此页面由 Cloud Translation API 翻译。

批处理模式

Gemini API 批量模式旨在以标准费用的一半异步处理大量请求。目标周转时间为 24 小时，但在大多数情况下，周转时间会短得多。

对于大规模非紧急任务（例如数据预处理或运行评估），请使用批处理模式，因为这些任务不需要立即响应。

创建批处理作业

您可以通过以下两种方式在批量模式下提交请求：

内嵌请求：直接包含在批量创建请求中的 GenerateContentRequest 对象列表。此方法适用于总请求大小不超过 20MB 的较小批次。从模型返回的输出是一个 inlineResponse 对象列表。
输入文件：一种 JSON Lines (JSONL) 文件，其中每行都包含一个完整的 GenerateContentRequest 对象。建议针对较大的请求使用此方法。模型返回的输出是一个 JSONL 文件，其中每行都是一个 GenerateContentResponse 或状态对象。

内嵌请求

对于少量请求，您可以直接将 GenerateContentRequest 对象嵌入到 BatchGenerateContentRequest 中。以下示例使用内嵌请求调用 BatchGenerateContent 方法：

Python

 from google import genai from google.genai import types  client = genai.Client()  # A list of dictionaries, where each is a GenerateContentRequest inline_requests = [     {         'contents': [{             'parts': [{'text': 'Tell me a one-sentence joke.'}],             'role': 'user'         }]     },     {         'contents': [{             'parts': [{'text': 'Why is the sky blue?'}],             'role': 'user'         }]     } ]  inline_batch_job = client.batches.create(     model="models/gemini-2.5-flash",     src=inline_requests,     config={         'display_name': "inlined-requests-job-1",     }, )  print(f"Created batch job: {inline_batch_job.name}")

REST

curl https://generativelanguage.googleapis.com/v1beta/models/gemini-2.5-flash:batchGenerateContent \ -H "x-goog-api-key: $GEMINI_API_KEY" \ -X POST \ -H "Content-Type:application/json" \ -d '{     "batch": {         "display_name": "my-batch-requests",         "input_config": {             "requests": {                 "requests": [                     {                         "request": {"contents": [{"parts": [{"text": "Describe the process of photosynthesis."}]}]},                         "metadata": {                             "key": "request-1"                         }                     },                     {                         "request": {"contents": [{"parts": [{"text": "Describe the process of photosynthesis."}]}]},                         "metadata": {                             "key": "request-2"                         }                     }                 ]             }         }     } }'

输入文件

对于较大的请求集，请准备一个 JSON 行 (JSONL) 文件。此文件中的每一行都必须是一个 JSON 对象，其中包含用户定义的键和请求对象，并且请求是有效的 GenerateContentRequest 对象。用户定义的键用于响应中，以指明哪个输出是哪个请求的结果。例如，如果请求中定义的键为 request-1，则相应响应也会使用相同的键名称进行注释。

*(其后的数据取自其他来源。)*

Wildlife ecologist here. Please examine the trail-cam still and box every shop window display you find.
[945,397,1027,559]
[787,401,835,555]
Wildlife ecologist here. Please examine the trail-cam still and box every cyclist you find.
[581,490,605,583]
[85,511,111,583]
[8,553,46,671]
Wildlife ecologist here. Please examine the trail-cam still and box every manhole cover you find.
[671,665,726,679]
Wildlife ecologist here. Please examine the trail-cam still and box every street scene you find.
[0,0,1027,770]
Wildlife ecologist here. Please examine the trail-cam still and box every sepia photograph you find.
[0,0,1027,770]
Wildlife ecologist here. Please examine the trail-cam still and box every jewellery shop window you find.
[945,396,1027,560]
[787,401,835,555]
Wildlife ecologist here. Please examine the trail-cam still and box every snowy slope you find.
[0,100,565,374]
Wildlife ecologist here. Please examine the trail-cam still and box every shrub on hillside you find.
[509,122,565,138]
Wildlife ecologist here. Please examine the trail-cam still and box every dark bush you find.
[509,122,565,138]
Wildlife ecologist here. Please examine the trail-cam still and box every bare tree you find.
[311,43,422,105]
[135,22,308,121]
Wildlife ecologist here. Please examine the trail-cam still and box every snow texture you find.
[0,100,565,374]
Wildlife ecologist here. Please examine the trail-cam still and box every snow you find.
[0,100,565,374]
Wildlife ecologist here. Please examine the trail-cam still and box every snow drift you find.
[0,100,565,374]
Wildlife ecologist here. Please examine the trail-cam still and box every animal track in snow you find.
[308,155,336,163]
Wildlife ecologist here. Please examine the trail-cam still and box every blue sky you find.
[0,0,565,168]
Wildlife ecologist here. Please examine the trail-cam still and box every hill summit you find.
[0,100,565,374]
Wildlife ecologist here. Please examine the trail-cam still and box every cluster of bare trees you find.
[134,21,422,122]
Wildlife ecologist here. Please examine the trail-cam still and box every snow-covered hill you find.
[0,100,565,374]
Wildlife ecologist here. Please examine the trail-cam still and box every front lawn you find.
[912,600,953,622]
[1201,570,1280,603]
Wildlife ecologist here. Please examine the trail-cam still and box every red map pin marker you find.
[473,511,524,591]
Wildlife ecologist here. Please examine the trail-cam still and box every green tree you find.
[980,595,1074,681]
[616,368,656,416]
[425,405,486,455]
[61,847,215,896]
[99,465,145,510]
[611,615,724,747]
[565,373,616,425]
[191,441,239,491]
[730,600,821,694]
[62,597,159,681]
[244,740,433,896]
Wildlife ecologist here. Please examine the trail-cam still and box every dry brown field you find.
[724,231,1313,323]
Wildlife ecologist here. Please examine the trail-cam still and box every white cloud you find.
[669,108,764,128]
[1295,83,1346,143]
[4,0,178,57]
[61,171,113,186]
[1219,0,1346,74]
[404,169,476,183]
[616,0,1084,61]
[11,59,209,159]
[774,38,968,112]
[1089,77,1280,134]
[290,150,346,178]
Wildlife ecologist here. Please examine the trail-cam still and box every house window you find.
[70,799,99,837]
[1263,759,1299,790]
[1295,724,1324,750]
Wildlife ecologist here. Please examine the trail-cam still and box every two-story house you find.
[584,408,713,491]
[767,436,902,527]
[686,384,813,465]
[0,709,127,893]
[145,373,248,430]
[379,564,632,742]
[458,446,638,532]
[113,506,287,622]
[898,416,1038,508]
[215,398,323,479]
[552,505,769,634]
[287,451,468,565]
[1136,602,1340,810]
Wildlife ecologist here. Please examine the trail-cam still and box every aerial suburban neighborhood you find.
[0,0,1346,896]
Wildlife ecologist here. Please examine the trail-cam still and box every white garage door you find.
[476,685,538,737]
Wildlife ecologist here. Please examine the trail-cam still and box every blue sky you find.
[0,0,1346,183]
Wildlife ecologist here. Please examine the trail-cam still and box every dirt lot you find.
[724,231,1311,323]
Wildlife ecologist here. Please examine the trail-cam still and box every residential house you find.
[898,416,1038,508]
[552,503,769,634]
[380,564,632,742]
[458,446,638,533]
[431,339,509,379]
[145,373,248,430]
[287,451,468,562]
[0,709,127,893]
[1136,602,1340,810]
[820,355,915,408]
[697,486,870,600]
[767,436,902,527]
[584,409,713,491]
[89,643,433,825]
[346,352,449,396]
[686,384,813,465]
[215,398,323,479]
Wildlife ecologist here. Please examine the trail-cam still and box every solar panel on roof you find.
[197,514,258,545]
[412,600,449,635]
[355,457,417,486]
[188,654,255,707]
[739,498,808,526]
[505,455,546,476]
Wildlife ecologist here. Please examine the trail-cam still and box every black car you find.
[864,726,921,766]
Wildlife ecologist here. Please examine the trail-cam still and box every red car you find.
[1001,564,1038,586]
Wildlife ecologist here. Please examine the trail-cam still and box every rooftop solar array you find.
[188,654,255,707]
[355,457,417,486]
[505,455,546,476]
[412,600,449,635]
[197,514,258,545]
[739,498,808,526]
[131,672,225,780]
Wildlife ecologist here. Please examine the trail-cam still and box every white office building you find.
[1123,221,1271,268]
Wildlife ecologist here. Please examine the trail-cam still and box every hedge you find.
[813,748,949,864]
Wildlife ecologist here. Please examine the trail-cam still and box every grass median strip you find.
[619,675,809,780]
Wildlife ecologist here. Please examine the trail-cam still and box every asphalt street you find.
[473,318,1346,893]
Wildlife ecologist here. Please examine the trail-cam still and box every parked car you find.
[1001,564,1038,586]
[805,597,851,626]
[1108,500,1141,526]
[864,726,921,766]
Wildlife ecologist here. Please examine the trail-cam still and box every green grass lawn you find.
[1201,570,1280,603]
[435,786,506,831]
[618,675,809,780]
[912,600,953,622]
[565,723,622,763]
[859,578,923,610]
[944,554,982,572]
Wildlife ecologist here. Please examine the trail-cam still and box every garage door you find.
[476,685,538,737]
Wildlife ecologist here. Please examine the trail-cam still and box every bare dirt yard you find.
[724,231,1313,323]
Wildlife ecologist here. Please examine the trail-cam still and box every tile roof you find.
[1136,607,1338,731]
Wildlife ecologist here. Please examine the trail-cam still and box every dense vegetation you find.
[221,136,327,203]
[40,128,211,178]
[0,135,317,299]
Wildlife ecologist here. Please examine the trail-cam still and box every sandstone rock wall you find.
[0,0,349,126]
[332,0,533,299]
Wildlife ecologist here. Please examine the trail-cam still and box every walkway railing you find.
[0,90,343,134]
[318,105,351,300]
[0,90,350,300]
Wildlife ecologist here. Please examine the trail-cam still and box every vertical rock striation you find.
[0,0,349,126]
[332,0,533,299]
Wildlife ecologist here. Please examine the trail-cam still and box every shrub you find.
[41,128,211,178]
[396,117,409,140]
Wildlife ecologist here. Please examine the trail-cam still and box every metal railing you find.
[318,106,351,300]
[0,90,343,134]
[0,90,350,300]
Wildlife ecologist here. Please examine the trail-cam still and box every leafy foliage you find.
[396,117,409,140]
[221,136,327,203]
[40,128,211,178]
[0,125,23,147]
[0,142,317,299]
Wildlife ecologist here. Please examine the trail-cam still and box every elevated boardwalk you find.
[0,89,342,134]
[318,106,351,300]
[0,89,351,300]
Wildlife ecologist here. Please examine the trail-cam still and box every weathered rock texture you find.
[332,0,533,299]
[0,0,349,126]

此文件是使用 File API 上传的。输入文件的最大允许大小为 2GB。

以下是 JSONL 文件的一个示例。您可以将其保存到名为 my-batch-requests.json 的文件中：

{"key": "request-1", "request": {"contents": [{"parts": [{"text": "Describe the process of photosynthesis."}]}], "generation_config": {"temperature": 0.7}}} {"key": "request-2", "request": {"contents": [{"parts": [{"text": "What are the main ingredients in a Margherita pizza?"}]}]}}

与内嵌请求类似，您可以在每个 JSON 请求中指定其他参数，例如系统指令、工具或其他配置。

您可以使用 File API 上传此文件，如以下示例所示。如果您使用的是多模态输入，则可以在 JSONL 文件中引用其他已上传的文件。

Python

 from google import genai from google.genai import types  client = genai.Client()  # Create a sample JSONL file with open("my-batch-requests.jsonl", "w") as f:     requests = [         {"key": "request-1", "request": {"contents": [{"parts": [{"text": "Describe the process of photosynthesis."}]}]}},         {"key": "request-2", "request": {"contents": [{"parts": [{"text": "What are the main ingredients in a Margherita pizza?"}]}]}}     ]     for req in requests:         f.write(json.dumps(req) + "\n")  # Upload the file to the File API uploaded_file = client.files.upload(     file='my-batch-requests.jsonl',     config=types.UploadFileConfig(display_name='my-batch-requests', mime_type='jsonl') )  print(f"Uploaded file: {uploaded_file.name}")

REST

tmp_batch_input_file=batch_input.tmp echo -e '{"contents": [{"parts": [{"text": "Describe the process of photosynthesis."}]}], "generationConfig": {"temperature": 0.7}}\n{"contents": [{"parts": [{"text": "What are the main ingredients in a Margherita pizza?"}]}]}' > batch_input.tmp MIME_TYPE=$(file -b --mime-type "${tmp_batch_input_file}") NUM_BYTES=$(wc -c < "${tmp_batch_input_file}") DISPLAY_NAME=BatchInput  tmp_header_file=upload-header.tmp  # Initial resumable request defining metadata. # The upload url is in the response headers dump them to a file. curl "https://generativelanguage.googleapis.com/upload/v1beta/files \ -D "${tmp_header_file}" \ -H "x-goog-api-key: $GEMINI_API_KEY" \ -H "X-Goog-Upload-Protocol: resumable" \ -H "X-Goog-Upload-Command: start" \ -H "X-Goog-Upload-Header-Content-Length: ${NUM_BYTES}" \ -H "X-Goog-Upload-Header-Content-Type: ${MIME_TYPE}" \ -H "Content-Type: application/jsonl" \ -d "{'file': {'display_name': '${DISPLAY_NAME}'}}" 2> /dev/null  upload_url=$(grep -i "x-goog-upload-url: " "${tmp_header_file}" | cut -d" " -f2 | tr -d "\r") rm "${tmp_header_file}"  # Upload the actual bytes. curl "${upload_url}" \ -H "Content-Length: ${NUM_BYTES}" \ -H "X-Goog-Upload-Offset: 0" \ -H "X-Goog-Upload-Command: upload, finalize" \ --data-binary "@${tmp_batch_input_file}" 2> /dev/null > file_info.json  file_uri=$(jq ".file.uri" file_info.json)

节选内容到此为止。